“But the queen is not to be here,” said I, “so you must wear it, Alice; and I do not want you to be without your apron. I like that great white apron. I wonder if I will like to lay down my head upon it, Alice, when I am old?”
“When you are old, Alice will not be here, Miss Hester,” she said, with a smile; “you are like other young things, you think you will not be a young lady when you are married; but my darling, married or not married, the years take their full time to come.”
“Ah, I will never be a girl again,” said I, sighing with one of the half mock, half real sentimentalities of youth. “Alice, do you think, after all, my father is pleased?”
“I think,” she began, but she stopped and paused, and evidently took a second thought; “yes, Miss Hester, I think he is pleased,” she said, “he has every reason—yes, dear, don’t fear for your papa; it is all good—all better than anybody could have planned it—I know it is.”
“Do you know that you speak very oddly sometimes, Alice,” said I; “you speak as if you were a prophet, and knew something about us, that we did not ourselves know.”
“Don’t you think such things, Miss Hester,” said Alice, hurriedly, and her face reddened, “as I am no gipsy nor fortune-teller either, not a bit.”
“Are you angry?” said I, “angry at me, Alice?” I was a little surprised, and it was quite true that two or three times I had been at a loss to know what she meant.
“Angry at you—no, darling, nor never was all your life,” said Alice, “for all you have your own proud temper, Miss Hester—for I never was one to flatter. Will I send the box away? look, dear, if you have got all.”
I had got all that we wanted, and when she went away, I drew my chair to the window, and began a labor of love. Alice never changed the fashion of her garments, and while she labored night and day for me, I was making a cap for her, and braiding a great muslin apron, which she was to wear on the day. I was very busy with the apron, doing it after a fashion of my own, and in a pattern which Alice would think all the more of because it was my own design, though I am not very sure that it gained much in effect by that circumstance. I drew my seat near to the open window, into the sunshine, and began to work, singing to myself very quietly but very gladly, as the pattern grew under my fingers. My heart rejoiced in the beautiful day, and in its own gladness; and I do not know that this joy was less pleasant for the tremor of expectation, and the flutter of fear, which my strange new circumstances brought me. I glanced from the window, hearing a step in the garden, and there was Harry, wandering about looking up at me.
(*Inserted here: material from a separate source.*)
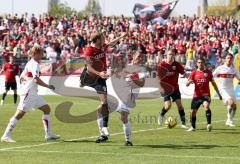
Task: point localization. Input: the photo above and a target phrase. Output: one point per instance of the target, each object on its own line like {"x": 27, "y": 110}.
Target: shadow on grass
{"x": 86, "y": 141}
When he caught my eye, he began to beckon with all his might, and try to get me to come down to him. I had seen him already this morning, so I knew it was not because he had anything to say to me, and I shook my head, and returned to my work. Then he began to telegraph to me his despair, his impatience, his particular wish to talk to me—and kept me so occupied smiling at him, and answering his signals, that the apron did not make much more progress than if I had gone down. At last, however, Alice came back, and I looked from the window no more, but went on soberly with my occupation. I had no young friends to come to see my pretty things, so Alice began to put them away.